Tem um menino, bonitão sô (êpa...), chamado Lucas com uma mochila do Mickey, um tal de Dr. Fernando que não parava de perguntar onde fica a Praia Grande (aaahhh!), um alemão, um comendador, uma tal de Pat que só fica gritando: poder para o povo! poder para o povo! Olha tem até um cara que só fala de morte e diarréias na maior naturalidade! Nem quando teve um baile aqui de estivadores do mundo inteiro eu vi tanta gente esquisita.

— Ô seu delegado, pega leve... estivadores? A turma é instruída. São estudantes, profissionais do mais alto gabarito e que fazem da poesia uma ferramenta de protesto e de propagação do amor entre os homens.

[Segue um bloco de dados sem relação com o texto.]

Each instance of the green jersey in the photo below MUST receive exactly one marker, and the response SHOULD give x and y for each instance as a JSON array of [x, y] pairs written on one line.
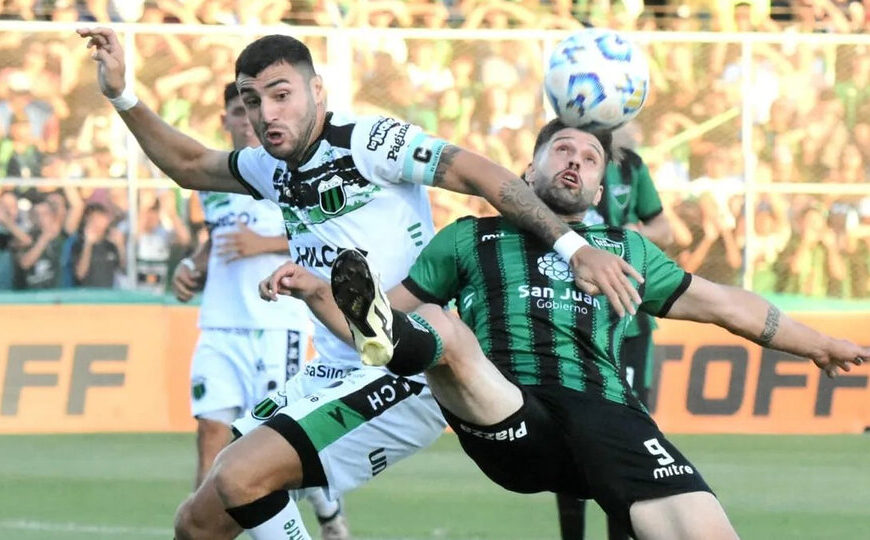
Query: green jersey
[[629, 196], [518, 297]]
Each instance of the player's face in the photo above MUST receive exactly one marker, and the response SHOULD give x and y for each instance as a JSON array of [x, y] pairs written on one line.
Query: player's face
[[235, 121], [283, 106], [567, 173]]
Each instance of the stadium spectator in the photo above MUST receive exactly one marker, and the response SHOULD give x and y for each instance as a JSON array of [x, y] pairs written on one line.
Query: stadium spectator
[[811, 259], [13, 237], [160, 230], [38, 265], [95, 255]]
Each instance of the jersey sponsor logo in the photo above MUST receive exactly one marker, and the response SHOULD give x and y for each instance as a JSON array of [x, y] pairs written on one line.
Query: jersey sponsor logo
[[617, 248], [327, 372], [231, 219], [491, 236], [378, 133], [570, 299], [398, 143], [197, 387], [553, 266], [672, 470], [269, 406], [314, 257], [331, 195], [509, 434]]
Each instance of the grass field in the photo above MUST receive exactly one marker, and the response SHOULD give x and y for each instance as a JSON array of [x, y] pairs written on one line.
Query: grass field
[[76, 487]]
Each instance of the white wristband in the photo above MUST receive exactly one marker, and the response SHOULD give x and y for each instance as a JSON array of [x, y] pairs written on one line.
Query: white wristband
[[568, 244], [188, 262], [127, 100]]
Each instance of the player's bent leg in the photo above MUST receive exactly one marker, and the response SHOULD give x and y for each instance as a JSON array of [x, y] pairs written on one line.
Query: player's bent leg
[[252, 477], [465, 382], [211, 437], [687, 516], [202, 515]]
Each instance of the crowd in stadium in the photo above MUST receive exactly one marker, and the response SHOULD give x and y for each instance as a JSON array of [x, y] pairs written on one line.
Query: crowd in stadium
[[482, 94]]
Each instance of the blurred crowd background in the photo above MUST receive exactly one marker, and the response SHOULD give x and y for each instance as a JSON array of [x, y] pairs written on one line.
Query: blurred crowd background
[[758, 141]]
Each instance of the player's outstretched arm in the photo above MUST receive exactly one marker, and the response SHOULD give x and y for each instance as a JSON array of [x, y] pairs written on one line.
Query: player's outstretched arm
[[596, 271], [186, 161], [748, 315]]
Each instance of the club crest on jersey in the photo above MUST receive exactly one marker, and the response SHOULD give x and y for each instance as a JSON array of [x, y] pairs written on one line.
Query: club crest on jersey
[[554, 267], [269, 406], [617, 248], [331, 195], [197, 387], [621, 195]]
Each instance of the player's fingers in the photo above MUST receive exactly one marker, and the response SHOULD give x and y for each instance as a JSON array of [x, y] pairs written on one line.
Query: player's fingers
[[613, 297], [630, 270], [629, 287]]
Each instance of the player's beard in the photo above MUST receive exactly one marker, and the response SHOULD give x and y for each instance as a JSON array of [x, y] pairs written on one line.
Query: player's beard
[[561, 200], [295, 155]]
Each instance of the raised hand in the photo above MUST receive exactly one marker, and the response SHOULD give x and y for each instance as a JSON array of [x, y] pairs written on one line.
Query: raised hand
[[599, 272], [840, 354], [110, 57]]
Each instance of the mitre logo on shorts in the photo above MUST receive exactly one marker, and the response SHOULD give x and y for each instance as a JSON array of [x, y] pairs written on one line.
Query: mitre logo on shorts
[[617, 248], [553, 266], [197, 387], [331, 195], [378, 133], [269, 406], [509, 434]]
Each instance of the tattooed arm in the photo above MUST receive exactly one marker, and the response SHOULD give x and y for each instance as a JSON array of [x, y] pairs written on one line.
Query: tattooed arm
[[748, 315], [596, 271]]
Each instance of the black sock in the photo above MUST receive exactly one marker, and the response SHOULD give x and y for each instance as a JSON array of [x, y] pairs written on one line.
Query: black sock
[[260, 511], [417, 345], [572, 516]]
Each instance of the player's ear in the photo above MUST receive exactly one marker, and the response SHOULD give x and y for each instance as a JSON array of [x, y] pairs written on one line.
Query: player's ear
[[528, 175], [316, 86]]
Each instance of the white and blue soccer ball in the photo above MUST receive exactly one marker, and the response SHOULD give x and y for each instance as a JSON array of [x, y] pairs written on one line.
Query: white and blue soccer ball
[[597, 79]]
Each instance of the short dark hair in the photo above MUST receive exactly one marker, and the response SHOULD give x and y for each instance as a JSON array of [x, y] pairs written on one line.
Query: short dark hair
[[605, 137], [272, 49], [231, 91]]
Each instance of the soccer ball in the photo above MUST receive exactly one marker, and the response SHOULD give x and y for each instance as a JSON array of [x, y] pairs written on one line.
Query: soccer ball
[[597, 79]]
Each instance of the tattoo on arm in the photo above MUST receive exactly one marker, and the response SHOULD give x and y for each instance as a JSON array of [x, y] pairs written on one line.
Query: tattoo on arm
[[771, 325], [448, 154], [519, 204]]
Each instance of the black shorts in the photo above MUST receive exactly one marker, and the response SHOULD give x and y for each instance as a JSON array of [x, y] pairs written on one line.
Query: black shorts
[[570, 443]]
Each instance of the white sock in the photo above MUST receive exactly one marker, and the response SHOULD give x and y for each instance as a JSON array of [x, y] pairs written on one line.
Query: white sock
[[286, 525], [324, 507]]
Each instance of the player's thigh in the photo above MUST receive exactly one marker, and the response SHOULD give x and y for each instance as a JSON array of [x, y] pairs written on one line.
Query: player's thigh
[[347, 433], [466, 382], [624, 456], [687, 516], [219, 372], [525, 452]]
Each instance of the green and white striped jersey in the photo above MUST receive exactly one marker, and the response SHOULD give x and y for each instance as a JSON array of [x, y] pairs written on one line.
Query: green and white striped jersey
[[518, 297]]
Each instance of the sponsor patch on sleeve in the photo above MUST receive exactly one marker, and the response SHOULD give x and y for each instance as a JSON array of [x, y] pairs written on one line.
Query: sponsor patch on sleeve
[[421, 159]]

— Poesia? Amor entre os homens? Hum... isso é coisa de "viado".
Percebi que argumentar com o homem era impossível. Apressei—me em assinar o alvará de soltura e, após conferir o nome de todos, saí em busca da Vila Belmiro. Notei que não constava o nome do Félix e voltei à delegacia. O delegado parecia que me esperava. Sentadão me disse:

— Sabia que ocê é imbecil mas nem tanto. Vai deixar a turmar aqui mesmo e vazar, não é?

— Não... Não senhor. É que não vi o nome do Sr.Félix.

— Ah... um que disse ter vindo da terra de Camões? Baiano, né? Camões não é aquele cara que fudeu o Banco Econômico? Camões de Sá?

— Não... Não senhor (se não amasse minha turma já tinha enfiado uns três socos naquela pança de cerveja com álcool...) — Camões é um poeta português...

— Ah é? E por acaso eu tenho que aguentar vascaínos aqui? Ele tá no hospício.

— Hospício? mas... por que?

— Ué, o homem disse que vinha do além-mar. Quem vem do além pra mim é fantasma. O homem tava vivo só pude achar ele doido.

— Onde fica o hospício?

— Na Praia Grande...

— (Nâo!!!!!!!!!!)

— Saí correndo e ele me pegou pelo braço.

— O Sr. é de onde?

— Er... Eu sou de Goiânia.

— Goiânia? Nossa... por acaso o Sr. não tem aí um autógrafo do Zezé de Camargo e do Luciano?

Paguei a fiança peguei o alvará de soltura e saí o mais rápido possível dali.

O mesmo taxista que havia me levado me viu saindo chorando da delegacia, virou o rosto depressa e saiu correndo assoviando o hino do Santos.

Peguei outro táxi e rumei para a Vila Belmiro.

Lá chegando, vi o Al perto do portão de entrada do campo tentando falar com o capitão que os vigiava. Quando me viu, gritou olhando pra trás:

— Gente, o Carlão chegou!! Eu sabia!!! Eu não disse que ele era meu

amigo?

— Mostrei o alvará para o capitão que começou a lê—lo de cabeça para baixo. O ajudei humildemente.

— Solta a turma, vociferou.

O Al me pegou pelo braço, me levou para o meio do campo e me abraçou dizendo:

— Valeu, irmão! valeu!

Nisso o celular dele caiu no chão e eu, no limite dos nervos (que não ganhariam uma cerveja COM álcool), dei-lhe uma bicuda que o fez atravessar toda a intermediária, perder peso na entrada da área e tocar de leve no travessão, estufando as redes num golaço inconcebível. Do alto da arquibancada um moleque negrinho viu e gritou:

— Você é o novo reforço do Santos?

— Gritei: Sou! Sou! Onde o time está concentrado?

— Na Praia Grande.

— Ótimo! Então vamos já pra lá. Aproveitamos e resgatamos o Félix!!